From liquid fuel injection to blood flow in human body

Speaker: Anirudh Asuri Mukundan

Date: Wed, Mar 23, 2022

Location: Online

Conference: Emergent Research: The PIMS Postdoctoral Fellow Seminar

Subject: Mathematics

Class: Scientific


With the advancement in the high performance computing (HPC), it has become feasible to simulate various physical processes and phenomena. Such processes have applications ranging from energy & transportation sector to biological research.
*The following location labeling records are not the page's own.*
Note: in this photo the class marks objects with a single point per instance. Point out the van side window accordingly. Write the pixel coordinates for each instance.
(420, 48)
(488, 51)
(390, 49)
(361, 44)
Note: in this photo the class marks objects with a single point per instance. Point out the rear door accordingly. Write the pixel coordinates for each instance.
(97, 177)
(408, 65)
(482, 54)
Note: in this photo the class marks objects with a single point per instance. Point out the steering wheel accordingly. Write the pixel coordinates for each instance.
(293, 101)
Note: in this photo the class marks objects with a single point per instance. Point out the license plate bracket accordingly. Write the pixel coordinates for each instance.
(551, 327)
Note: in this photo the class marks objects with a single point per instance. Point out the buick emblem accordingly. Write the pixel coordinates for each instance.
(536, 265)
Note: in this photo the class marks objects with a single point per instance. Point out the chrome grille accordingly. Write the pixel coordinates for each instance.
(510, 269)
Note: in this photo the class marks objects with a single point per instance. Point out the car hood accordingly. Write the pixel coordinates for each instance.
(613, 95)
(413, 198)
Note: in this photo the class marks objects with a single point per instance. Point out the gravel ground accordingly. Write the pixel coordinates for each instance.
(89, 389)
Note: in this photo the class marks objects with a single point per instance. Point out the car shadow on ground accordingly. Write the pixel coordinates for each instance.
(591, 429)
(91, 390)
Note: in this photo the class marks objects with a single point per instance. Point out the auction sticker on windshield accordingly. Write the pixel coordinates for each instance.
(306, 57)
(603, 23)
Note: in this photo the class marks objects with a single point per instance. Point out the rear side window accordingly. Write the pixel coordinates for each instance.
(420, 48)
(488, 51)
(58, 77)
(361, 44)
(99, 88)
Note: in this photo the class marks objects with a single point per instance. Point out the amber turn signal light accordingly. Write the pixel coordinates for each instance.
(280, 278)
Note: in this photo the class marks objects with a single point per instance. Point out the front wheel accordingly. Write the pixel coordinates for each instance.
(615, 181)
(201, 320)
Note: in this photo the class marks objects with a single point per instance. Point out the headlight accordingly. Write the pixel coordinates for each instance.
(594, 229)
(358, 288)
The process of liquid fuel injection and atomization forming fuel drops in aircraft engines is central to the formation of pollutants, therefore, it is crucial to study and control this process. The atomization is a physical process in which bulk liquid breaks up into small drops, further breaking up into even smaller drops finally leading to their evaporation. Quite often these drops are studied in an Eulerian fashion. Another approach to investigate the drops or deformable capsules is in a Lagrangian fashion. In this approach, each drop/capsule is tracked separately and is assumed to be either a rigid sphere or a deformable thin membrane. The latter has the direct application to the investigations of red blood cells (RBC) in biological systems. In fact, a RBC has a visco-hyperelastic thin membrane rendering it to be transported through capillary blood vessels of two times smaller its own size. By studying the dynamics of deformation of this membrane, it is possible to extract vital mechanical properties and develop a generalizable numerical model. This model has the potential to be employed to predict blocks in blood vessel the knowledge of which is helpful in improving the measurement of blood pressure. In this talk, I will be presenting two accurate, efficient, and robust numerical methods for simulating liquid fuel atomization process along with showcasing their engineering applications for subsonic & supersonic aircrafts. Furthermore, I will be giving a brief introduction to my current research work on the development of a numerical membrane model (NMM) for studying RBC deformation dynamics.